Super league féminine: Standard-Anderlecht ne sera pas rejoué, les points ne seront pas attribués

Super league féminine: Standard-Anderlecht ne sera pas rejoué, les points ne seront pas attribués
Belga

La commission d’appel de l’Union belge de football (URBSFA) a décidé vendredi que le match de la Super League féminine interrompu entre le Standard Fémina et Anderlecht ne sera pas rejoué. Elle considère que les deux clubs se partagent la responsabilité des incidents, et ne leur a dès lors attribué aucun point. Ils doivent tous deux payer une amende de 1.500 euros.

Le match de championnat entre le Standard Fémina et Anderlecht à Angleur le 16 novembre 2018 avait été interrompu à la 76e minute, après l’éclatement de bagarres entre des membres des deux équipes.

Le rapport de l’arbitre précise que le match a été perturbé par des supporters d’Anderlecht, qui ont lancé des fumigènes et endommagé les installations du Standard.

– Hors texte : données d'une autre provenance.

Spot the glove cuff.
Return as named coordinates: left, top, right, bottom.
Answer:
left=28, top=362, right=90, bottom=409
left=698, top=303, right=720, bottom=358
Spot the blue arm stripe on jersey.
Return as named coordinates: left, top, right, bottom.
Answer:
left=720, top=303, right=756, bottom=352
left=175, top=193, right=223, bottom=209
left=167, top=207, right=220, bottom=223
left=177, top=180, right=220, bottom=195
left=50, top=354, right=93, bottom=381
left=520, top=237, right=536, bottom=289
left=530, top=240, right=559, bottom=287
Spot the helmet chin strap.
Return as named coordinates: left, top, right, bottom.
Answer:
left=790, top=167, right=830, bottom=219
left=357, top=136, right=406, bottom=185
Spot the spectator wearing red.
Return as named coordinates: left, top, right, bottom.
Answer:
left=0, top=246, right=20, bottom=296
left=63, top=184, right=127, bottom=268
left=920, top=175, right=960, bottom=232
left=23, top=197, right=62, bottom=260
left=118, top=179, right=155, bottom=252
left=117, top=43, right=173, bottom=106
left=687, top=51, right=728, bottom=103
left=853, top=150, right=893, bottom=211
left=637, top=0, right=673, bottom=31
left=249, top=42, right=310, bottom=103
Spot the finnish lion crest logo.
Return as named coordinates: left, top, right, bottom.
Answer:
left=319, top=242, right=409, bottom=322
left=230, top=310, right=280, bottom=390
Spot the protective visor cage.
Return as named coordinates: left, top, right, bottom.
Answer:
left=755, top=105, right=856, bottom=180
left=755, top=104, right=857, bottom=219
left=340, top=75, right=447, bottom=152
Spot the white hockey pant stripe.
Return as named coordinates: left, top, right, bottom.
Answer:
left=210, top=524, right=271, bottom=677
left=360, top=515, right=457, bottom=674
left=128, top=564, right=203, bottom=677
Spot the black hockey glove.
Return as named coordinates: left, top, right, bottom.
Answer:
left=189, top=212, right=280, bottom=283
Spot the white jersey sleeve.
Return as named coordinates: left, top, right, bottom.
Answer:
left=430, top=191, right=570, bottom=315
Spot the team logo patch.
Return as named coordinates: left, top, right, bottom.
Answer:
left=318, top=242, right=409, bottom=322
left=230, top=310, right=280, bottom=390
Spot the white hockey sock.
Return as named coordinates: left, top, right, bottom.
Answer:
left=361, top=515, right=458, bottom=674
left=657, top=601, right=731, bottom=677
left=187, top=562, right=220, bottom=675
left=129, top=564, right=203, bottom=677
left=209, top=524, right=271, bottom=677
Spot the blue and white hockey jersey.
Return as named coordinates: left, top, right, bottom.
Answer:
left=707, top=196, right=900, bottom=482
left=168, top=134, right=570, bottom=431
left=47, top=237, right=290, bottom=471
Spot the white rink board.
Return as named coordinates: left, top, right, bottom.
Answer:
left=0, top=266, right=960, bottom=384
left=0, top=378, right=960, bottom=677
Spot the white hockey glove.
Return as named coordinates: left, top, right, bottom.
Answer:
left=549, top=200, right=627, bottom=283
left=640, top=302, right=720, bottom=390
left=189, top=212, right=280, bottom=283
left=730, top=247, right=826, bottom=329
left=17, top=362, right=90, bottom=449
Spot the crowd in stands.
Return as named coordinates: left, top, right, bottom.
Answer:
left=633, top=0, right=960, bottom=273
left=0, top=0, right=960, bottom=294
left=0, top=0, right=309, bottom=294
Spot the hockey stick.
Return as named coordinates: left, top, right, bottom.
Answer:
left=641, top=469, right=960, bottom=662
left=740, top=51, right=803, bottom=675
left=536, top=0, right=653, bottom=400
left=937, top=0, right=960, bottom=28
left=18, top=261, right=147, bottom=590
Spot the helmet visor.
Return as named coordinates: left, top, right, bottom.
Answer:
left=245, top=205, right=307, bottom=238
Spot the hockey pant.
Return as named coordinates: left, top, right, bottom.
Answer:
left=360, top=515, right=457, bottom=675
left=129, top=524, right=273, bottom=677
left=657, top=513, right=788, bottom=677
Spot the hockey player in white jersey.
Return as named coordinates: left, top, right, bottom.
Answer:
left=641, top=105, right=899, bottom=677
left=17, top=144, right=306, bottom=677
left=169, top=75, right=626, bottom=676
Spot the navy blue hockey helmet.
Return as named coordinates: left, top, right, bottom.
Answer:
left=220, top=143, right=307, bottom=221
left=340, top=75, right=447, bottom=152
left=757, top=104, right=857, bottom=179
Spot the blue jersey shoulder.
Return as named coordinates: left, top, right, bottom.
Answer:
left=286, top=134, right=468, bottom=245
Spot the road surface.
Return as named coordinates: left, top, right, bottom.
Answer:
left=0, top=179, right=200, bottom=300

Le Clasico féminin avait été interrompu une première fois à la 40e minute. Le match a ensuite repris, mais un quart d’heure avant le terme, l’arbitre l’a définitivement arrêté. Des affrontements entre supporters des deux équipes avaient alors éclaté dans les tribunes. Une rixe qui s’était poursuivie sur la pelouse.

Un partage de responsabilité

En première instance, le dossier avait été géré par le comité sportif. Selon cet organe disciplinaire, le Standard et Anderlecht devaient se partager la responsabilité. Rejouer le match à Angleur lui paraissait la meilleure solution. Anderlecht n’avait pas accepté cette proposition et avait fait appel, avec succès. La chambre d’appel de l’Union belge avait donc décrété la victoire 0-1 des Bruxelloises.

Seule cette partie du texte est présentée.